Referencing Paulo Coelho’s eponymous novel The
Alchemist (1988), the exhibition highlights the transformative power that
bridges narrative and abstraction, the intangible and the visible.
Nov 9–Feb 16, 2025
Yin Xiuzhen
Piercing the Sky
Power
Station of Art
Curated by art historian Wu Hung, the former power station-turned-institution
presents a solo exhibition of Chinese artist Yin Xiuzhen, titled “Piercing the
Sky.” Known for her site-specific installations and sculptures made of used or
recycled items such as clothing and domestic objects, Yin’s work functions as a
sculptural documentation of personal memories in a rapidly globalizing and
homogenizing world.
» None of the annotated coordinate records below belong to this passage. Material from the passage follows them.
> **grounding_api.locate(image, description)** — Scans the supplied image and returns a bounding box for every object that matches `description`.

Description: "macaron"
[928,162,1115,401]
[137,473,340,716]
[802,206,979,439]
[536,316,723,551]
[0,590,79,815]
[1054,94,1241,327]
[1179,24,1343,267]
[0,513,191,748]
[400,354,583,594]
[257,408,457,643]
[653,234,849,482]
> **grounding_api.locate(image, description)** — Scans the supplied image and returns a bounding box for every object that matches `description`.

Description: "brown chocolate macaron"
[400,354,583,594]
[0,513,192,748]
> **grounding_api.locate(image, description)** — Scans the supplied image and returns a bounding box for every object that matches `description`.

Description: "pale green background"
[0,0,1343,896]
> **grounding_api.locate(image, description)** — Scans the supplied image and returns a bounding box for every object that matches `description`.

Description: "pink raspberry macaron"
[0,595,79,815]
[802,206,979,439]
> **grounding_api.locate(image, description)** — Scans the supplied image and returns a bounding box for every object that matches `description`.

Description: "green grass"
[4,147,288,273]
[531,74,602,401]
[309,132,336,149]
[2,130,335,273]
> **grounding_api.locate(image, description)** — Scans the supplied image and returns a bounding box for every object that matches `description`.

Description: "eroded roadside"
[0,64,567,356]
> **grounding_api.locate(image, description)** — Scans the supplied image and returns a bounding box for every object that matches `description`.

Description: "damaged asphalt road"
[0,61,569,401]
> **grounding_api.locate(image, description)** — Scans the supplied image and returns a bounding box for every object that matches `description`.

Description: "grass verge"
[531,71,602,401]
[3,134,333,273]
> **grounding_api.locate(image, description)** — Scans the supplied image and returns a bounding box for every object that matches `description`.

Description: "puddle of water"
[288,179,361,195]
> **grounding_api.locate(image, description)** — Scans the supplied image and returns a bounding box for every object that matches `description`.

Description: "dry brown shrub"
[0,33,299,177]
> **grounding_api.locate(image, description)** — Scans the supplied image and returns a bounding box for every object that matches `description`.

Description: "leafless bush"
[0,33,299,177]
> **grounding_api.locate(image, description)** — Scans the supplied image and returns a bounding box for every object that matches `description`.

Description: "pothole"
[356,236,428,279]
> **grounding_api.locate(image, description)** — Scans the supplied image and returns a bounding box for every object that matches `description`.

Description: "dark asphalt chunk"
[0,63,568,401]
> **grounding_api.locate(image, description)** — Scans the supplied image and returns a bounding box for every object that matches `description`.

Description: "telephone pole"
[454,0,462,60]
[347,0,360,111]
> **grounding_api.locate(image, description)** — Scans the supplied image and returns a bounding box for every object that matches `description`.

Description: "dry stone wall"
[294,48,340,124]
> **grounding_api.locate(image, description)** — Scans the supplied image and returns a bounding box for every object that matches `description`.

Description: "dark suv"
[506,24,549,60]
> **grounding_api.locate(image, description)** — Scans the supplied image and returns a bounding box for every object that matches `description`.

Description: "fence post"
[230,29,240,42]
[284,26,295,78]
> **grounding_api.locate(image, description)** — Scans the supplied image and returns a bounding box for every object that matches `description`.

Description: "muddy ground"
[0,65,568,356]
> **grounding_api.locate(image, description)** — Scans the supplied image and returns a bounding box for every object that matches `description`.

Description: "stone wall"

Over ten large-scale installations are on display,
including the eponymous steel-frame work, covered in cloth, that connects a
Volkswagen Santana, a handheld tractor, and a Boeing 747 aircraft model with
daily life objects.
Nov 9–Jan 5, 2025
All The Images Will Disappear
ShanghART
Gallery
Curated together with Philippe Pirotte, the co-artistic director of the 2024
Busan Biennale, the group exhibition, “All The Images Will Disappear,”
references a quote by the French writer Annie Ernaux. Featuring 11 artists
across various environments and mediums, the show explores the tension between
memory and recollection, reflecting on how meanings shift in an increasingly
fragmented world.
Louis Lu is associate editor at ArtAsiaPacific.